Initial reactions as Trump wins presidential race

9th November 2016

The Author: Olivia Williams
Olivia works as a Customer Relationship Manager in Palma for United Advisers Marine. Olivia enjoys being the first point of contact for all her clients helping with any queries or questions they may have.

It was always going to be a close election but many were still surprised to find Trump won many of the vital swing states.  As the Republican party retained control of the Senate and House of Representatives Trump will have his work cut out trying to unite the party and implement policy changes.

Markets have already reacted to the news with falls for both the dollar and peso and Purple Strategic Capital, one of our valued partners, share their views on the results:

  “As with Brexit we saw a surprise election outcome being announced in thin trading volume and expect this to extend through the European trading session into the US market open.  

The election didn’t particularly focus on economic policies, so in the shorter term we need to be able to absorb market volatility as we look out for opportunities and aim to control risk that will arise in the coming months.

In his first speech, Trump talked about infrastructure spending, building trains, roads, schools and hospitals and an America for Americans to be proud of.

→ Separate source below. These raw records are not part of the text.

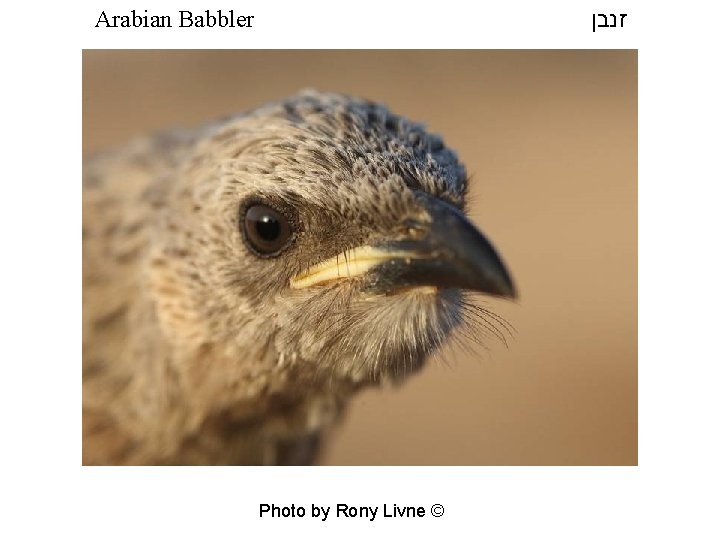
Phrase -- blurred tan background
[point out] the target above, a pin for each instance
(550, 138)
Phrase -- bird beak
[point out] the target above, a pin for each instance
(446, 251)
(449, 252)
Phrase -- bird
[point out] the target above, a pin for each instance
(244, 279)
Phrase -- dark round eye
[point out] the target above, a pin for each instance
(267, 231)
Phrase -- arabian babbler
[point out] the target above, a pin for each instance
(243, 280)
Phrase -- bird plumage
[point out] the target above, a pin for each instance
(196, 349)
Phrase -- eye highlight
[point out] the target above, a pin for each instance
(266, 230)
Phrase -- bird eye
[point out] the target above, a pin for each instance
(267, 231)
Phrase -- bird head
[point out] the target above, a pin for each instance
(329, 231)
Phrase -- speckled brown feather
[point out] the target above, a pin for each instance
(197, 352)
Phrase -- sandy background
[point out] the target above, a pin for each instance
(550, 138)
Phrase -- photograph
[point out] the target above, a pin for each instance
(360, 257)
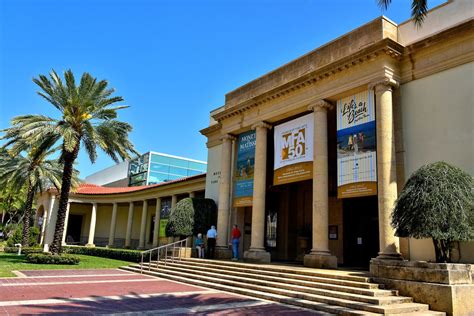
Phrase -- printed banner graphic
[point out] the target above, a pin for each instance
(356, 146)
(294, 150)
(243, 175)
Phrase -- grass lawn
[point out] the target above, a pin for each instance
(11, 261)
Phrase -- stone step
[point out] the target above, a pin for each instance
(333, 274)
(292, 276)
(320, 307)
(350, 304)
(304, 286)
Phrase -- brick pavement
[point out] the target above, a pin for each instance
(88, 292)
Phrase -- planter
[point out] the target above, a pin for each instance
(446, 287)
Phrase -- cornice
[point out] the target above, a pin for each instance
(383, 47)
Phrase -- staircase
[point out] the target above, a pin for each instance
(330, 291)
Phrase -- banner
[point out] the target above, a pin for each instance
(356, 146)
(294, 150)
(243, 175)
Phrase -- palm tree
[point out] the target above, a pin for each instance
(88, 118)
(419, 8)
(39, 174)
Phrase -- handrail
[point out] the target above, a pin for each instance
(165, 248)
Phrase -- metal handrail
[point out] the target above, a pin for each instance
(165, 249)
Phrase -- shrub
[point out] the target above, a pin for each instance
(111, 253)
(24, 251)
(191, 216)
(43, 258)
(437, 202)
(17, 236)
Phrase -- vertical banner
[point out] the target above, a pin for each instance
(356, 146)
(244, 167)
(294, 150)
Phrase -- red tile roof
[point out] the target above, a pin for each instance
(91, 189)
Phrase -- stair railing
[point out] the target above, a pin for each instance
(177, 245)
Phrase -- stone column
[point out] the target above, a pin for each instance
(90, 242)
(141, 242)
(156, 231)
(223, 208)
(66, 220)
(128, 234)
(320, 256)
(257, 252)
(386, 168)
(113, 223)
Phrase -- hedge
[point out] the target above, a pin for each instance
(24, 251)
(111, 253)
(52, 259)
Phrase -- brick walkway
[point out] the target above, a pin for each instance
(112, 291)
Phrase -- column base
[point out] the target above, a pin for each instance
(257, 256)
(389, 256)
(223, 252)
(320, 260)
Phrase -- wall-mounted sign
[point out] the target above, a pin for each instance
(294, 150)
(356, 146)
(244, 167)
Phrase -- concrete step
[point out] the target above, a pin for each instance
(404, 305)
(293, 276)
(321, 307)
(364, 295)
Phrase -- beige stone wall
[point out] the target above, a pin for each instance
(438, 125)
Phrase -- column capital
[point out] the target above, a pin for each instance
(383, 84)
(261, 124)
(320, 106)
(227, 137)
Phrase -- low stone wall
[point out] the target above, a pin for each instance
(446, 287)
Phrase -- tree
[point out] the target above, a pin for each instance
(419, 9)
(87, 118)
(33, 172)
(191, 216)
(437, 202)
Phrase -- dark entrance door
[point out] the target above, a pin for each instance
(361, 232)
(74, 226)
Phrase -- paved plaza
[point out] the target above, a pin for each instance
(113, 291)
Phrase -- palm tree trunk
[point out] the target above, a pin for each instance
(69, 158)
(27, 215)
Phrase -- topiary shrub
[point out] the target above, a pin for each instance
(43, 258)
(17, 237)
(191, 216)
(437, 202)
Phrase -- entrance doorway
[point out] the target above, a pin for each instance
(74, 227)
(361, 231)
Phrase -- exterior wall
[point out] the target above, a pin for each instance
(438, 125)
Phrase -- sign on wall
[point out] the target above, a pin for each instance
(244, 169)
(356, 146)
(294, 150)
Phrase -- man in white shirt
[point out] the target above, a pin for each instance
(211, 241)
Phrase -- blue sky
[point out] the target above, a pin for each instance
(173, 61)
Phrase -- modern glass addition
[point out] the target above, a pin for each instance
(152, 168)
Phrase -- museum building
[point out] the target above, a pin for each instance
(309, 158)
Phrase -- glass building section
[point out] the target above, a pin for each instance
(152, 168)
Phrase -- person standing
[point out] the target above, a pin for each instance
(211, 241)
(235, 242)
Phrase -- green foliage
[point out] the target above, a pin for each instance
(42, 258)
(111, 253)
(437, 202)
(17, 237)
(24, 251)
(191, 216)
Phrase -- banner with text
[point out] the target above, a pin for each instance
(356, 146)
(244, 167)
(294, 150)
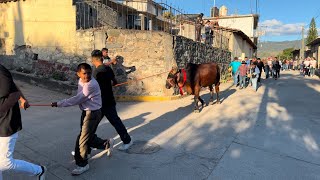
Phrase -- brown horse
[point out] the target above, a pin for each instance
(193, 78)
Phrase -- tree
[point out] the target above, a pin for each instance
(313, 32)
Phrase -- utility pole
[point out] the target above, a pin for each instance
(302, 44)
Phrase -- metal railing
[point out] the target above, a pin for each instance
(141, 15)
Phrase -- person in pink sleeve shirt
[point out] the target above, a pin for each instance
(89, 100)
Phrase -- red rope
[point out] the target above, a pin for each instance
(40, 105)
(120, 84)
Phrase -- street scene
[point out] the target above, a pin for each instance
(153, 89)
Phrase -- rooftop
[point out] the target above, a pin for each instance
(316, 41)
(5, 1)
(255, 16)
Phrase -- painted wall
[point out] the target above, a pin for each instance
(238, 46)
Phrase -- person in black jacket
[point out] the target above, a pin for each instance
(106, 78)
(10, 125)
(260, 65)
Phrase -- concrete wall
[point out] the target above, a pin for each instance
(149, 51)
(40, 23)
(189, 51)
(188, 30)
(245, 24)
(141, 54)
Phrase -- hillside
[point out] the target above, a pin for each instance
(269, 48)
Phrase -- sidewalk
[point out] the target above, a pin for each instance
(270, 134)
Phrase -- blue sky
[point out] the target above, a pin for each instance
(283, 18)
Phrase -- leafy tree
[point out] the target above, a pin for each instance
(312, 33)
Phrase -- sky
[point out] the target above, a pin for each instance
(280, 19)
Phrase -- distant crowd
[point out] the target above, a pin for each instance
(247, 72)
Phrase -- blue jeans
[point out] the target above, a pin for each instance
(267, 73)
(235, 78)
(254, 83)
(243, 81)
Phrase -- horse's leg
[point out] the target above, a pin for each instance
(203, 103)
(211, 94)
(217, 92)
(196, 100)
(196, 106)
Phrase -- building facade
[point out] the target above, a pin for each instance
(314, 47)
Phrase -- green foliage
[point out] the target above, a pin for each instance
(168, 15)
(312, 33)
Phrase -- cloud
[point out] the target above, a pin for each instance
(275, 27)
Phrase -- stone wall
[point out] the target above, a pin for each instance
(141, 54)
(188, 51)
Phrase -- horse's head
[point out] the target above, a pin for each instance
(172, 79)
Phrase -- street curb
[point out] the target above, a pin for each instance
(69, 89)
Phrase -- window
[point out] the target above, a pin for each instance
(134, 22)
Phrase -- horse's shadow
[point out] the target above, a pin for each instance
(206, 97)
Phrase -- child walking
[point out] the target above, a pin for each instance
(89, 100)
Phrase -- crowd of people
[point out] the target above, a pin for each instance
(307, 67)
(95, 99)
(247, 72)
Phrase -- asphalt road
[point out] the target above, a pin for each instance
(270, 134)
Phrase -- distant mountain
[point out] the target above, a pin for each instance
(270, 48)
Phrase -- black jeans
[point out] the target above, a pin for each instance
(111, 114)
(259, 77)
(87, 138)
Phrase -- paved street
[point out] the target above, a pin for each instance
(271, 134)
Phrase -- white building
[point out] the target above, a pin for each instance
(246, 23)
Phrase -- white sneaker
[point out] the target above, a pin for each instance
(88, 155)
(109, 147)
(125, 147)
(42, 176)
(79, 170)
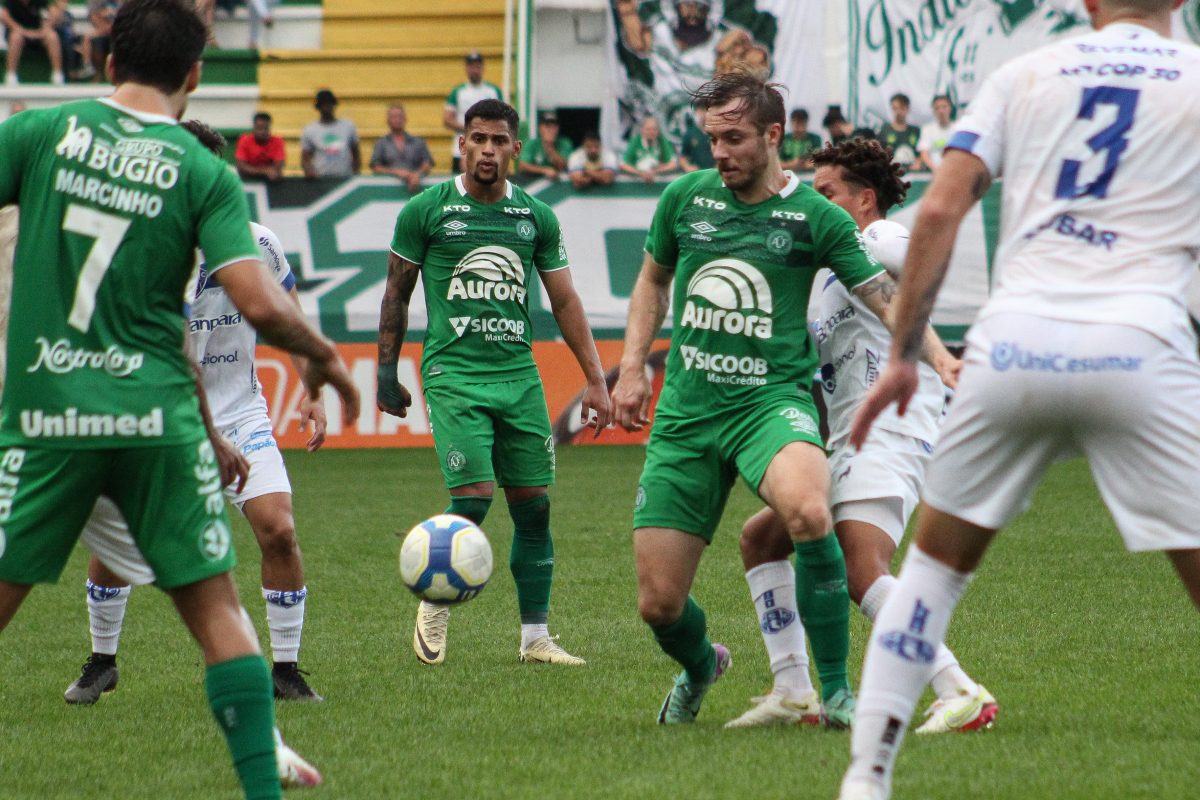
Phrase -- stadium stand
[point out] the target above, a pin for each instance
(373, 54)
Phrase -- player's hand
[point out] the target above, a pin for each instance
(898, 384)
(595, 402)
(231, 462)
(333, 371)
(948, 371)
(631, 400)
(313, 410)
(390, 396)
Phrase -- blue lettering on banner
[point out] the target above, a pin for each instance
(1008, 355)
(907, 647)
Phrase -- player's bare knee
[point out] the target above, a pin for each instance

It is our view that we are entering a new era for global politics and that we are seeing a loss of confidence in traditional political parties.  Along with Brexit, this represents a move towards more populist policies and wealth redistribution rather than wealth creation from globalisation.

We are likely to see an increase in fiscal spending rather over central bank monetary policy that has dominated the recent past. Trump has talked about reducing corporate taxes and may introduce trade tariffs so we will see some market volatility and favour an active over passive approach due to expected increased currency and interest rate volatility. We see these policies as potentially positive for the US economy, but less favourable for other markets.

Our approach is to focus on downside risk management. We have been aware of the political risk that could result in market volatility, which may have been ignored by the general market and investors, and our positioning reflects our concerns.

Our longer term approach means we have looked to avoid exposure to politically sensitive markets and have reduced exposure to Emerging Markets, Credit markets and directional interest rate exposure.

We will be watching markets in the coming days to look for opportunities and to continue to identify risks when we have greater clarity of how this result will affect markets going forward.

The markets, as we saw with Brexit, may suffer over the coming months, however, Trump has been big on promises to boost the American economy.  Should this happen, and consumer confidence reacts favourably, then long-term the markets may re-gain this morning’s losses.